This is a pretty bad read.

Notice that line 4 is:
#!!!!!!!!!!!!!!!!!!!!!!!!!!!!!!!!!!

As mentioned above, line 4 is a encoding of the quality. In this case, the code is the ASCII character table. According to the chart a ‘#’ has the value 35 and ‘!’ has the value 33 - But these values are not actually the quality scores! There are actually several historical differences in how Illumina and other players have encoded the scores. Heres the chart from wikipedia:

SSSSSSSSSSSSSSSSSSSSSSSSSSSSSSSSSSSSSSSSS.....................................................
..........................XXXXXXXXXXXXXXXXXXXXXXXXXXXXXXXXXXXXXXXXXXXXXX......................
...............................IIIIIIIIIIIIIIIIIIIIIIIIIIIIIIIIIIIIIIIII......................
.................................JJJJJJJJJJJJJJJJJJJJJJJJJJJJJJJJJJJJJJJ......................
LLLLLLLLLLLLLLLLLLLLLLLLLLLLLLLLLLLLLLLLLL....................................................
!"#$%&'()*+,-./0123456789:;<=>?@ABCDEFGHIJKLMNOPQRSTUVWXYZ[\]^_`abcdefghijklmnopqrstuvwxyz{|}~
|                         |    |        |                              |                     |    33                        59   64       73                            104                   126
0........................26...31.......40                                
                         -5....0........9.............................40 
                               0........9.............................40 
                                  3.....9.............................40 
0.2......................26...31........41                              

S - Sanger        Phred+33,  raw reads typically (0, 40)
X - Solexa        Solexa+64, raw reads typically (-5, 40)
I - Illumina 1.3+ Phred+64,  raw reads typically (0, 40)
J - Illumina 1.5+ Phred+64,  raw reads typically (3, 40)
with 0=unused, 1=unused, 2=Read Segment Quality Control Indicator (bold) 
(Note: See discussion above).
L - Illumina 1.8+ Phred+33,  raw reads typically (0, 41)

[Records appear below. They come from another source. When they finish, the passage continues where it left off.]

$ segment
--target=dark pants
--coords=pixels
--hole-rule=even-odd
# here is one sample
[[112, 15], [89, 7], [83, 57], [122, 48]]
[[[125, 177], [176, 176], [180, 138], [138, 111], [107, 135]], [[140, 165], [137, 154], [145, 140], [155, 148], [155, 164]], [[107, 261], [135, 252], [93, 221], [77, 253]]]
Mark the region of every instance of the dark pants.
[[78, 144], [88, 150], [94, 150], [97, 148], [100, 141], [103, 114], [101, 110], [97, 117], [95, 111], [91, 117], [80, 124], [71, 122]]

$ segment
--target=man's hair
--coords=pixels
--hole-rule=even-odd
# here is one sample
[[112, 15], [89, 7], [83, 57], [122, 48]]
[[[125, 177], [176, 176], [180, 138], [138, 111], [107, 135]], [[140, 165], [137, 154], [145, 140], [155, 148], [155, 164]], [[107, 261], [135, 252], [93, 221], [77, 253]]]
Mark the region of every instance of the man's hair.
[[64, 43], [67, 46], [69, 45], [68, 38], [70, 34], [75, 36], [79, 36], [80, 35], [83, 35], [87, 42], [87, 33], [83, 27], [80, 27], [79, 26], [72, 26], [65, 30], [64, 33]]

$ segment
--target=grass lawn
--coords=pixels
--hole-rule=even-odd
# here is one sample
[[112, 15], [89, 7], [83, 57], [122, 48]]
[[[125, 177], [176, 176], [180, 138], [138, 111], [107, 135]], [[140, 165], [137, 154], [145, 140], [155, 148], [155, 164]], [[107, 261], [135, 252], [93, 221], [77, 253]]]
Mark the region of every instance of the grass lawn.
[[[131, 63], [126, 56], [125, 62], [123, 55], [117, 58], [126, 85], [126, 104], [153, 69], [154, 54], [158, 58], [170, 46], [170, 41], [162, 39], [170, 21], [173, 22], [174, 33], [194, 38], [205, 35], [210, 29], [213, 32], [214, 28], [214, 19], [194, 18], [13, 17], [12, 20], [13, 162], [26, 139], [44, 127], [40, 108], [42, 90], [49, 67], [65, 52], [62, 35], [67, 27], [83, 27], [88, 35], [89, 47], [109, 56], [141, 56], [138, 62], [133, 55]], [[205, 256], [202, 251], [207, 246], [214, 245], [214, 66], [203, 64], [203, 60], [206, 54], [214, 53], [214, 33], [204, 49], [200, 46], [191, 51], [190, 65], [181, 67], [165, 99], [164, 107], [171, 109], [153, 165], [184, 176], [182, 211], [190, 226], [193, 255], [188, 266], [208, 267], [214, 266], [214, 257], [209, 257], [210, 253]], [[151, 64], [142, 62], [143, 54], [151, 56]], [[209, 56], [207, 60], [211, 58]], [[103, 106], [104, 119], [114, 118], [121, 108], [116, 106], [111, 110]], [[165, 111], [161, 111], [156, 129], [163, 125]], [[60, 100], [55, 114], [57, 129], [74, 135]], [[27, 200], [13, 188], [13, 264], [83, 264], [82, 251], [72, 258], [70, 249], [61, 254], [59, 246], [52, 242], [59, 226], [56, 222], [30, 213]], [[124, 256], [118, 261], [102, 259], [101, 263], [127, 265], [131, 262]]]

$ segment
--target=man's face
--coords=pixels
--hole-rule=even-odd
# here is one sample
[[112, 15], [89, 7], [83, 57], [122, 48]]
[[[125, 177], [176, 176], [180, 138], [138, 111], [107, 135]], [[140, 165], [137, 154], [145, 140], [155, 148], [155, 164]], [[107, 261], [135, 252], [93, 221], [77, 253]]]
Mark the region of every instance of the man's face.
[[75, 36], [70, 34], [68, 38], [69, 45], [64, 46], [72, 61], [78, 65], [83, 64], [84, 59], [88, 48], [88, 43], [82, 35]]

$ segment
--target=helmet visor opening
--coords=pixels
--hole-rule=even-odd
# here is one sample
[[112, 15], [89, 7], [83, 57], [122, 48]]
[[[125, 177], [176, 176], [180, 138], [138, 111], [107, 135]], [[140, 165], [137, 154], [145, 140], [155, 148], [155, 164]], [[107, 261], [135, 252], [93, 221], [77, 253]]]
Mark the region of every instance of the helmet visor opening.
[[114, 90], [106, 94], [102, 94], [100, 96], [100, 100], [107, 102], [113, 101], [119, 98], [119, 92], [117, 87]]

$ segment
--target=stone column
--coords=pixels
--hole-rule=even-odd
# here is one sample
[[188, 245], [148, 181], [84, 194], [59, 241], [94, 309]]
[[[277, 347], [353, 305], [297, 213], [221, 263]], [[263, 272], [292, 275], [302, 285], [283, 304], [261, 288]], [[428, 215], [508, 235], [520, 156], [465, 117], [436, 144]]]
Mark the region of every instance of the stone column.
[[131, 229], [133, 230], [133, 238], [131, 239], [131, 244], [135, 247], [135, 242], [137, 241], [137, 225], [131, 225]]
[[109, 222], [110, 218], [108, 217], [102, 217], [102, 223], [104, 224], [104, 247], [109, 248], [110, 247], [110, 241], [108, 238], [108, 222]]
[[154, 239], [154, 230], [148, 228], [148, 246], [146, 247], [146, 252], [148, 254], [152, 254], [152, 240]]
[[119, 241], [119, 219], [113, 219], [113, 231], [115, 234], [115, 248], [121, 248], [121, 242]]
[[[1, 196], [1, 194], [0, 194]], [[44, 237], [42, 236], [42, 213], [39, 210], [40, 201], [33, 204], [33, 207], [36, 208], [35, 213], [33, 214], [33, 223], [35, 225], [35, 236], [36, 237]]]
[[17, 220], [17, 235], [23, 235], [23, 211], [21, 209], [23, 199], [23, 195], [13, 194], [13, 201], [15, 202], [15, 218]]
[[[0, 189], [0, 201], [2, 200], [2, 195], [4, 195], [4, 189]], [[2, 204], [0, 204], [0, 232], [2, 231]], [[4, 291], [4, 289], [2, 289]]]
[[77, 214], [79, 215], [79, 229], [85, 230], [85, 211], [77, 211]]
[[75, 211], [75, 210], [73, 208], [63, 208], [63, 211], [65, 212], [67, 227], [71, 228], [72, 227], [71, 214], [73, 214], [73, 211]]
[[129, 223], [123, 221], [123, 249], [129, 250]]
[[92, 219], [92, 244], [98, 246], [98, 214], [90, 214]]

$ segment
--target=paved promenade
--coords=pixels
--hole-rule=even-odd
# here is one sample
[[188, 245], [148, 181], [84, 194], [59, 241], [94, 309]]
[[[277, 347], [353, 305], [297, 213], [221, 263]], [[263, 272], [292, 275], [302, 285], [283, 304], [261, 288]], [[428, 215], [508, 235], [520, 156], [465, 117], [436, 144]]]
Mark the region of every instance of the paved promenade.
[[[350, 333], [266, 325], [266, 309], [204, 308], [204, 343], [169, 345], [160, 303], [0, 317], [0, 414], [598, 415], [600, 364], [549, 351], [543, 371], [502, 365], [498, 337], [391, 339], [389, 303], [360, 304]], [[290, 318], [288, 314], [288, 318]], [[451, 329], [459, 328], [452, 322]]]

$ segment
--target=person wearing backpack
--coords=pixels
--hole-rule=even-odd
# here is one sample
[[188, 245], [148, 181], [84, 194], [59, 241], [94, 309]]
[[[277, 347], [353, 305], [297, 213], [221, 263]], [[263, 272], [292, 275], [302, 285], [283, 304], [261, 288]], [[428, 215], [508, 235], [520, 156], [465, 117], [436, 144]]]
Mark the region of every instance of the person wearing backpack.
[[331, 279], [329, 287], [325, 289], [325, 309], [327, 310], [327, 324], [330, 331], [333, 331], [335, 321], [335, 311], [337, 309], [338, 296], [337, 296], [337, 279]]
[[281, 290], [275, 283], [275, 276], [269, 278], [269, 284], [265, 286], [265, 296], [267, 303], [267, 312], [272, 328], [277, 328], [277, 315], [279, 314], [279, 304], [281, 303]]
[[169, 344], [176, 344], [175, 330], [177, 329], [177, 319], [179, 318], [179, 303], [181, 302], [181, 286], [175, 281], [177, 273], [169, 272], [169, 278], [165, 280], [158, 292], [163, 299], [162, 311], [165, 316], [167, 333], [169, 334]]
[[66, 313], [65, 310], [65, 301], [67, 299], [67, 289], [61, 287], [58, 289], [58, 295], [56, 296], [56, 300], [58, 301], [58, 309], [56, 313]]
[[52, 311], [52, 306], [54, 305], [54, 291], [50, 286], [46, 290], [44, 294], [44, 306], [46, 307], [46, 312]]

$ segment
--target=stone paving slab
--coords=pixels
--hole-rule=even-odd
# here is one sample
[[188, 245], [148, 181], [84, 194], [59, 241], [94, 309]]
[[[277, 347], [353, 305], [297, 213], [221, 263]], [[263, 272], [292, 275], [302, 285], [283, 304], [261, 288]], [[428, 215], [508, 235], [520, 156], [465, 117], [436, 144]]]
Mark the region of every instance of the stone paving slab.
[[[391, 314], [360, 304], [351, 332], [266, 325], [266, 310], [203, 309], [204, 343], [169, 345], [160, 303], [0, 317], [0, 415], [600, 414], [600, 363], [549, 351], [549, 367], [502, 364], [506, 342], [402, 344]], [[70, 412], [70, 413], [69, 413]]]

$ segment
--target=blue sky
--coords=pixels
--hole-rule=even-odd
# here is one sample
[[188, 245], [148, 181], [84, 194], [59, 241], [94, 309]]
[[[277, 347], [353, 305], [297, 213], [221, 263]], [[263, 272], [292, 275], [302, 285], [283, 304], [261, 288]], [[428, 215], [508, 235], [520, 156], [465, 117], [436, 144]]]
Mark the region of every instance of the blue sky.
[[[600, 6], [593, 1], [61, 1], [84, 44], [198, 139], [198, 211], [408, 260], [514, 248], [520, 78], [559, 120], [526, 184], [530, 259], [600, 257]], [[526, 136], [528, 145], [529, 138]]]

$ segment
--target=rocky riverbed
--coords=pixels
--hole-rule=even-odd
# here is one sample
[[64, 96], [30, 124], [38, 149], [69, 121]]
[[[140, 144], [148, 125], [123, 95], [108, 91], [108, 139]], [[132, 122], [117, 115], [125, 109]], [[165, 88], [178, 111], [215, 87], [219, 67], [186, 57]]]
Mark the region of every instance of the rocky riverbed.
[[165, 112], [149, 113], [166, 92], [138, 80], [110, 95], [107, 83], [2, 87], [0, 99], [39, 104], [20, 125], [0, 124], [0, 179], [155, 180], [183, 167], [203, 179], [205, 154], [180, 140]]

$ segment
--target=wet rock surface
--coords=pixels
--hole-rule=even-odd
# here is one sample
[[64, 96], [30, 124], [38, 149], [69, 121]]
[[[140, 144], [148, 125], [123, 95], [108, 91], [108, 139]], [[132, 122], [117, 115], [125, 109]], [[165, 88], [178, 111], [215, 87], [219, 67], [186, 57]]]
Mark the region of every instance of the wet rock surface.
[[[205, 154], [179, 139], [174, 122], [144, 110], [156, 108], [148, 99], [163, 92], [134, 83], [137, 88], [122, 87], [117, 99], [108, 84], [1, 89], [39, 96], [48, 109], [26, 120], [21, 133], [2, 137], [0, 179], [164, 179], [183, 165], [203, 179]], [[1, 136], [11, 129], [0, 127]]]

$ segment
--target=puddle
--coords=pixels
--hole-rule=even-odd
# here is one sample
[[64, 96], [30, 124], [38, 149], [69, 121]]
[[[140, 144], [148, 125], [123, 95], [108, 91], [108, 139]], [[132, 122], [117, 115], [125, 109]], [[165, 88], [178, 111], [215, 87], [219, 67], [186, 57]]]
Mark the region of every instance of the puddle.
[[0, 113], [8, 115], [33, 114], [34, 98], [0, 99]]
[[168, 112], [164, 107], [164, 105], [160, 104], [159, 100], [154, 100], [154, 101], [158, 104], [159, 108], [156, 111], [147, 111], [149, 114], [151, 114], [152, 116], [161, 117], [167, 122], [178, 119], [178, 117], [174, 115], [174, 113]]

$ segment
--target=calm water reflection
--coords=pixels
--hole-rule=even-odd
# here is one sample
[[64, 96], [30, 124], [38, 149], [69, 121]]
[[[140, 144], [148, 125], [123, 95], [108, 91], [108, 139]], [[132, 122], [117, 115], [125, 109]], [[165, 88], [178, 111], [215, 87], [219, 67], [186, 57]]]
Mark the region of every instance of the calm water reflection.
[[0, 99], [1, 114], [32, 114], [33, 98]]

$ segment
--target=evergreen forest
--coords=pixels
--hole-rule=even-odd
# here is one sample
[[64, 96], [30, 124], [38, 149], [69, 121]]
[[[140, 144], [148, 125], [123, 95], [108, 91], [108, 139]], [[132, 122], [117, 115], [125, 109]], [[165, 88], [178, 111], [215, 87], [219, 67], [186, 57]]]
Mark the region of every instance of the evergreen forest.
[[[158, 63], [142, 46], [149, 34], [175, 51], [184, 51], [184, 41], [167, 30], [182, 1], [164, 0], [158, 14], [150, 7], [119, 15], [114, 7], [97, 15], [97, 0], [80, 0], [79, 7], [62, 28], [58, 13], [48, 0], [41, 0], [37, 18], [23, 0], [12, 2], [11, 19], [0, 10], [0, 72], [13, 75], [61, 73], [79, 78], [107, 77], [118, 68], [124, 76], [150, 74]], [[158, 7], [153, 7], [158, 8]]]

So using the Illumina 1.8 encouding, which is what you will mostly see from now on, our first c is called with a Phred score of 0 and our Ns are called with a score of 2. Read quality is assessed using the Phred Quality Score. This score is logarithmically based and the score values can be interpreted as follows:

Phred Quality Score Probability of incorrect base call Base call accuracy
10 1 in 10 90%
20 1 in 100 99%
30 1 in 1000 99.9%
40 1 in 10,000 99.99%
50 1 in 100,000 99.999%
60 1 in 1,000,000 99.9999%

FastQC

FastQC (http://www.bioinformatics.babraham.ac.uk/projects/fastqc/) provides a simple way to do some quality control checks on raw sequence data coming from high throughput sequencing pipelines. It provides a modular set of analyses which you can use to give a quick impression of whether your data has any problems of which you should be aware before doing any further analysis.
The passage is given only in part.